Like with normal civ, your first priority should be setting up a basic territory, while increasing commerce. As monkeyfinger said, education is pretty important here. Look at your starting location and the immediate surroundings before making a final decision though. If you start with 3 or 4 sources of reachable dye or silk, consider going calender. Same with gold/gems and mining. Hook up your starting res. rather sooner than later.
With one or two exceptions, always get an economy going before specialising down a specific tech lane.
About these tech lanes: where civ4 is pretty steamlined, requiring you to research all available techs sooner or later, FFH is a lot more specialised. You pretty much have to pick a specific area to focus on, like melee units, magic, mounted units (hippus!), recon, archery or devine troops. Different paths appeal to different civs. This is more clearly described in the manual, but looking at a civ's UU's and UB's can give a clear indication as well.

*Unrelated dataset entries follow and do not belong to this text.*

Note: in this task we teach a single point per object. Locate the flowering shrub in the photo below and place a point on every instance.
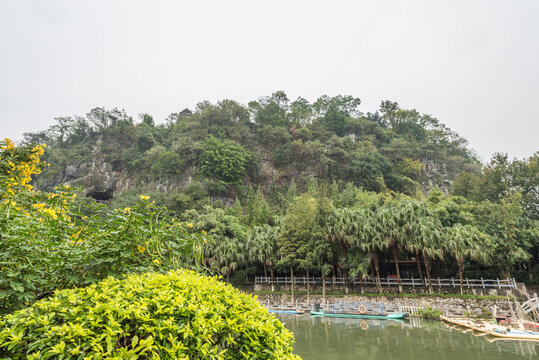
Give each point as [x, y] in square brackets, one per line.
[54, 240]
[178, 315]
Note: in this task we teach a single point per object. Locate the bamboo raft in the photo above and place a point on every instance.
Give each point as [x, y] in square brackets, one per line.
[493, 330]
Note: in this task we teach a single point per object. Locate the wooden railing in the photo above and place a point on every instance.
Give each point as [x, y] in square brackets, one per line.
[436, 282]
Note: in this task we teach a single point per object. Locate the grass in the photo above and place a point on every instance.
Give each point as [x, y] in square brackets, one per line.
[335, 293]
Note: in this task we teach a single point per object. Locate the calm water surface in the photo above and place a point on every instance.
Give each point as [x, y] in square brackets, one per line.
[329, 338]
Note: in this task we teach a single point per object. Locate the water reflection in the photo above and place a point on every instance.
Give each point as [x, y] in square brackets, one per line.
[334, 338]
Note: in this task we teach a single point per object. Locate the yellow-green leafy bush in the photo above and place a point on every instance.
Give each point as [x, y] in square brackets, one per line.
[178, 315]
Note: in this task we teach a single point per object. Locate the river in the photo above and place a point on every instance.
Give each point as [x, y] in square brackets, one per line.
[320, 338]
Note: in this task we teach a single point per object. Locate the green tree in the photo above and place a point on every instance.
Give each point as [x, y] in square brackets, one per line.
[297, 228]
[223, 160]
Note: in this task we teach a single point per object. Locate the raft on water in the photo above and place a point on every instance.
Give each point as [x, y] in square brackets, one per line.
[492, 329]
[387, 316]
[293, 312]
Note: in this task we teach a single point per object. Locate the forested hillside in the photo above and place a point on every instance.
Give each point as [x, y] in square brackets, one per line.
[316, 188]
[226, 148]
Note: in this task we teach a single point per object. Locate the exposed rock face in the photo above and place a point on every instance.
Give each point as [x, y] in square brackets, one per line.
[101, 182]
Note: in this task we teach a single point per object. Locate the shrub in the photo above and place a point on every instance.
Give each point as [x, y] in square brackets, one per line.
[224, 160]
[54, 240]
[178, 315]
[429, 313]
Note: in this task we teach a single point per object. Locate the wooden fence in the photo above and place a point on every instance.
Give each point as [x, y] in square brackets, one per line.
[436, 282]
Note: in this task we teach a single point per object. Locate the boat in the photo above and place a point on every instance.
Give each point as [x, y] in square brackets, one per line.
[356, 315]
[293, 312]
[493, 329]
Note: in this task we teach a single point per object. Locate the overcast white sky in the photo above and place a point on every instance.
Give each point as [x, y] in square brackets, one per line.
[474, 65]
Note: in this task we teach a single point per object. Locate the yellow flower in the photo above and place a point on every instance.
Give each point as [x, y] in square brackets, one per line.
[51, 212]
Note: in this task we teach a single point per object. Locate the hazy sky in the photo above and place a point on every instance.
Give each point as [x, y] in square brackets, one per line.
[474, 65]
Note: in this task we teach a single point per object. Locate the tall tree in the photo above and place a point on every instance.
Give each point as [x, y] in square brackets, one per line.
[297, 228]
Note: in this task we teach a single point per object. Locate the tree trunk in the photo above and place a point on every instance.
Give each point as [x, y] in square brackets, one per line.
[292, 281]
[377, 268]
[428, 267]
[461, 270]
[396, 258]
[419, 268]
[272, 281]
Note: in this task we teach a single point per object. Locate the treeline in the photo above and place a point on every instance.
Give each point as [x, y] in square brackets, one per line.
[329, 231]
[317, 188]
[227, 147]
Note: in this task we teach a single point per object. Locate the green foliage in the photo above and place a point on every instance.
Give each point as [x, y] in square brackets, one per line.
[178, 315]
[53, 240]
[429, 313]
[223, 160]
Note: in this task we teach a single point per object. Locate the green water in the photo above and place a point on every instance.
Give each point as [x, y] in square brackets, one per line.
[331, 338]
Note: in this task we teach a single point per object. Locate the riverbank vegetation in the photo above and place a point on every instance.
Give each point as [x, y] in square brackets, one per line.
[177, 315]
[294, 187]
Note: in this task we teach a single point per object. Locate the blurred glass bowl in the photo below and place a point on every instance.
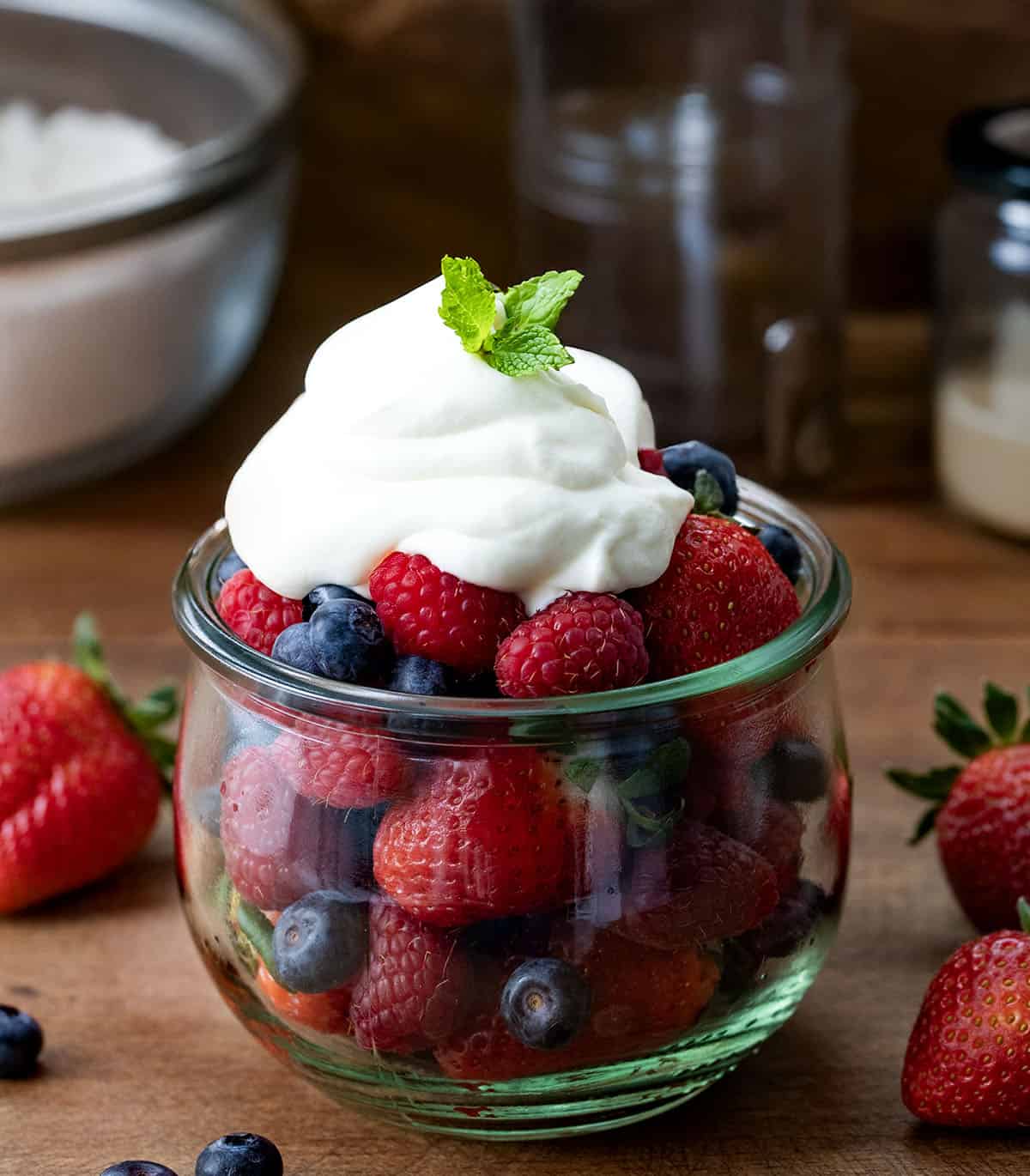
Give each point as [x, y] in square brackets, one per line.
[127, 311]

Generally, civs like the bannor and the grigori are recommended for first-time players.
The bannor because their playstyle is pretty lineair. Focus on melee troops (metal working line)early game (axemen), and founding the religion "Order", while cottage-spamming like crazy (seriously, as much as you can possibly cope with). Then head for their unique civic "crusade". Start a war with someone, watch units pop up from each developed town, and go on a general rampage. Don't forget these units disappear when you're not at war though, so declare on the next target before you finish off the first
.
The grigori have 2 features which are unique to FFH, but these two make them a nice learner civ.
The first is their leader trait "agnostic". This basically means, they can't adopt a religion, they can't even research the techs for those religions. This means they've got one HUGE choice they don't have to make anymore, making the game a bit simpler.
The other feature are their "adventurers". These are combat units, generated like GP's (don't worry, you'll pop your fist before you're even capable of getting other types of GP's). They can be upgraded to every normal combat unit, with 1 added promotion: "hero". This promo allows them to slowly gather exp over time (1 point per turn up to 100 exp), as well as opening up some specific very useful promotions (heroic strenght and defence, and twincast).
With the grigori, you can more easily adapt to the less units, higher experience fights that FFH offers compared to normal BTS, without worrying about religions too much.